Je mangeai à peine et allai me coucher de bonne heure. Mes colocataires ne firent aucun commentaire et me laissèrent tranquille.
Jour J. Il n’était pas six heures que lieu choisi pour le défilé grouillait comme une fourmilière. Répétition lumière, maquillage, coiffure. Le rythme effréné ne me laissait pas le temps de voir ma nouvelle tête. Les invités prenaient place sur les chaises de part et d’autre du podium. La musique assourdissante, la frénésie de chacun rendirent le back stage insupportable. Je ne m’en étais jamais soucié jusqu’à présent. Surement le trac et l’angoisse de faire mes premiers pas dans la peau d’un mannequin, devant le gotha mondain.
Mon tour arriva. Je tremblai et cela n’avait rien à voir avec l’équilibre fragile de mes talons de douze. Le directeur artistique me poussa sur le podium. Comme me l’avait suggéré Svetlana, je marchai en fixant un point sur l’horizon, ce qui avait l’avantage de ne pas prendre les flashes des photographes en pleine figure. Malgré ma concentration je manquai de peu de m’arrêter avant la fin de la piste.
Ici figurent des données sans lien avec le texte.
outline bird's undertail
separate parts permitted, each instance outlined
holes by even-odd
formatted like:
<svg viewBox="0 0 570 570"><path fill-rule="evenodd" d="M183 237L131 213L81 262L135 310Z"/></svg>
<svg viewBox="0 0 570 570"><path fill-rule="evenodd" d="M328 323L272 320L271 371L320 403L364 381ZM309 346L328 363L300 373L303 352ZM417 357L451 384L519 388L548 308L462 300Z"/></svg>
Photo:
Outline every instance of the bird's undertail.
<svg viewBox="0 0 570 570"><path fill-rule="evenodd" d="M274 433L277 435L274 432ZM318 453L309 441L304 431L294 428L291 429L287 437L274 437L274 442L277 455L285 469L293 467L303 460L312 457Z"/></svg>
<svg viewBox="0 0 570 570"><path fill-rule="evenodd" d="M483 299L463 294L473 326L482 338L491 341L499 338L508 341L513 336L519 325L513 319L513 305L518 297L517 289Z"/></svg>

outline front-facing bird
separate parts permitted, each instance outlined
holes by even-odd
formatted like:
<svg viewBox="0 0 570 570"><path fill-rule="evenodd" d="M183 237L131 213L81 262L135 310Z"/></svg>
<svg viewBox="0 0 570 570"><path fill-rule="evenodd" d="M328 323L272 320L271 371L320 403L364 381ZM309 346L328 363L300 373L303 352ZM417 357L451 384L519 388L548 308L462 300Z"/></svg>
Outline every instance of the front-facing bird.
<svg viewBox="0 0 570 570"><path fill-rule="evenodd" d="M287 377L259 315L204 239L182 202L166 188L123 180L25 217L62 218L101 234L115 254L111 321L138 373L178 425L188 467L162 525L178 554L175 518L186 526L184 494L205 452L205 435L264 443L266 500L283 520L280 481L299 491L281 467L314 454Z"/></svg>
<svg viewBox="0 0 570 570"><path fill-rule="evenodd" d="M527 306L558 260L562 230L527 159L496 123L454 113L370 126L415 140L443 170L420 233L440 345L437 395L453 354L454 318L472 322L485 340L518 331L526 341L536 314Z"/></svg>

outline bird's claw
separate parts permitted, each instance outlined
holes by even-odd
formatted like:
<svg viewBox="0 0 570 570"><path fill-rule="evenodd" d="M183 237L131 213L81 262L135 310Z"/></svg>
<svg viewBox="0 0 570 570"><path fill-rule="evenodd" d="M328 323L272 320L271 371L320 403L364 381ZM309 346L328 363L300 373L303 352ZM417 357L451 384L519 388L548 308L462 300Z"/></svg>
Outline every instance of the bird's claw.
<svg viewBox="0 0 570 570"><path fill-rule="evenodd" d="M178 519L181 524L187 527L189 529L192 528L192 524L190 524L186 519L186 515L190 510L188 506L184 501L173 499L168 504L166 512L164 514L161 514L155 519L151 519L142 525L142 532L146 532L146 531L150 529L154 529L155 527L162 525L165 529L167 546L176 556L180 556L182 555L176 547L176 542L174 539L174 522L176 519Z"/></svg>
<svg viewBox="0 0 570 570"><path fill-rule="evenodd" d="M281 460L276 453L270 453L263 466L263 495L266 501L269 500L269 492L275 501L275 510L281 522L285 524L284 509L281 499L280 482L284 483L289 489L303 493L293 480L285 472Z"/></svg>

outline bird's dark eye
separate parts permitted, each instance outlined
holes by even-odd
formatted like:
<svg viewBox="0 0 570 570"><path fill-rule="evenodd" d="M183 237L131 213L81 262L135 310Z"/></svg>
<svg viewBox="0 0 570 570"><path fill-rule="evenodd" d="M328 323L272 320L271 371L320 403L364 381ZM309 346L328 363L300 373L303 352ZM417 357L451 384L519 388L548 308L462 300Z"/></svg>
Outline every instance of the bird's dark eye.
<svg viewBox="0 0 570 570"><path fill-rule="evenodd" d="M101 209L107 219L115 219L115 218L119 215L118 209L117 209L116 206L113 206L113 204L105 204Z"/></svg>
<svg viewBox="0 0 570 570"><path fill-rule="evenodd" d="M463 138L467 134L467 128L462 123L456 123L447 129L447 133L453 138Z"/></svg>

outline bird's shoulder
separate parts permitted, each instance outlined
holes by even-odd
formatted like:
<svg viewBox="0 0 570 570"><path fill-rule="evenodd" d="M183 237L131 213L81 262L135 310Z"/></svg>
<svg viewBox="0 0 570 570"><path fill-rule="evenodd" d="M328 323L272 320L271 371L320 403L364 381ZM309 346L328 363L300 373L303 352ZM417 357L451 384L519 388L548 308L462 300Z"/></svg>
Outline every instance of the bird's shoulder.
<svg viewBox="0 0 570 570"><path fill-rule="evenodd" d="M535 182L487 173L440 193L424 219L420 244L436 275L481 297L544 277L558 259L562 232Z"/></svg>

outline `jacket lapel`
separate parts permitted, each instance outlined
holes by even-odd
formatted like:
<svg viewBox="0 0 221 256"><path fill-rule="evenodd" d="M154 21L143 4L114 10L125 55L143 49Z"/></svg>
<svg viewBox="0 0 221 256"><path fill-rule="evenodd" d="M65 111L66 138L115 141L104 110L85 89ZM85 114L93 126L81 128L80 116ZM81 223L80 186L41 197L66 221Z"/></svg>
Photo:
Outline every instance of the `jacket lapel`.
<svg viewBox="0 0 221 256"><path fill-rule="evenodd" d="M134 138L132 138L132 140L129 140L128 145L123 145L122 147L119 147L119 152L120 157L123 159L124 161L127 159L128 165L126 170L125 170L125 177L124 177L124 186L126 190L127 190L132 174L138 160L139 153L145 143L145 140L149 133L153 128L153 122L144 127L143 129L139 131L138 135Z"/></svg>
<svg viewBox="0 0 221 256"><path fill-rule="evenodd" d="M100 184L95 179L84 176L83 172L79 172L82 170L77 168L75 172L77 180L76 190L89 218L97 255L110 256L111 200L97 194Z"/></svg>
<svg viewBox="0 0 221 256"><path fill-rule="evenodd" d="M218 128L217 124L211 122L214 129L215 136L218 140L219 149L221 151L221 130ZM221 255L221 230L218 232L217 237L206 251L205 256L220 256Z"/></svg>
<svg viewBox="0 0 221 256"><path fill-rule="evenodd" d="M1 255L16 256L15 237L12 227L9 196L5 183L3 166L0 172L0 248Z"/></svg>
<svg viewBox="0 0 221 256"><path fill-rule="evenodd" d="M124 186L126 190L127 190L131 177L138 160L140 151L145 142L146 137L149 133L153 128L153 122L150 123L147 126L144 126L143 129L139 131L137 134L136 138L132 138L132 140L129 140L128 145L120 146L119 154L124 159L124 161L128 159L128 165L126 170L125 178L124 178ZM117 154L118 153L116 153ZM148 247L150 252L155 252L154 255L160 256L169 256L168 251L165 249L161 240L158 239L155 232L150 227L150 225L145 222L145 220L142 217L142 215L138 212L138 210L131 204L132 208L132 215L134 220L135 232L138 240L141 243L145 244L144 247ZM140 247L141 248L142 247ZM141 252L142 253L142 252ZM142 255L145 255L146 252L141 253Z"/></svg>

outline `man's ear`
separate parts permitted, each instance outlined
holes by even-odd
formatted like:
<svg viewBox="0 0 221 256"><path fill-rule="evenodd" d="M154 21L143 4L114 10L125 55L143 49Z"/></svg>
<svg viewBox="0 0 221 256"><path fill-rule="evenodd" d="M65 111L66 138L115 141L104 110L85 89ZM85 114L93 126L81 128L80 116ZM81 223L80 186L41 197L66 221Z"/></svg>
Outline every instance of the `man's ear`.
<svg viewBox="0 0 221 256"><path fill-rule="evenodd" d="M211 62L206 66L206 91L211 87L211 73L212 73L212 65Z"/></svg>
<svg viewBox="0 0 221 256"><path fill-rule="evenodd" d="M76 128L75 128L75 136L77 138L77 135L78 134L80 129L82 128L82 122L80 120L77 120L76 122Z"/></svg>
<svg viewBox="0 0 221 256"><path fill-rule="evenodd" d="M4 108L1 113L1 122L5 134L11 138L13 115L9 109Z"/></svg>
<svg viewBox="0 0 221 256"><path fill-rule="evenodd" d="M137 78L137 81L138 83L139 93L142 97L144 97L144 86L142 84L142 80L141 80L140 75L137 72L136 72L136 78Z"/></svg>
J’imitai maladroitement les poses des filles qui m’avaient précédé et je fis demi-tour. Je fonçai dans les coulisses, changeai de tenue et allai reprendre ma place dans la queue.
L’attente était insupportable. Je regardai mes collègues aller et venir, m’attardai sur le parterre de personnalités qui s’extasiaient plus ou moins hypocritement sur les modèles. Dans un sens, elles aussi étaient en période de promotion.
Une tape dans le dos m’indiqua que c’était mon tour. Je fis mon passage presque banalement.
Nouvelle tenue, nouvelle attente. Je commençai sérieusement à avoir mal aux pieds. Les sandales à talons aussi hauts que fins étaient une véritable torture. Comment les femmes pouvaient-elles être aussi accro à ce genre de chose.
Ces considérations me ramenèrent à mes propres créations. Mes croquis représentaient des femmes haut perchées. Et avec cette nouvelle expérience, je me demandais s’il ne valait mieux pas que je change mon fusil d’épaule. Mais j’espérai quand même qu’un jour, ce seront celles-ci qui seraient présentées au public.
Je vis mon dernier tour de piste comme une délivrance. Il ne restait plus que le final avec le maitre ovationné par la foule en délire. Son ego allait gonfler encore un peu. Beaucoup même. Et nous gonfler par la même occasion ensuite.
Une maquilleuse encore présente eut la gentillesse d’enlever la couche de peinture que j’avais sur le visage. Je rentrai chez moi, puis dans ma chambre, me laissai tomber sur le lit les bras en croix et m’endormis aussitôt.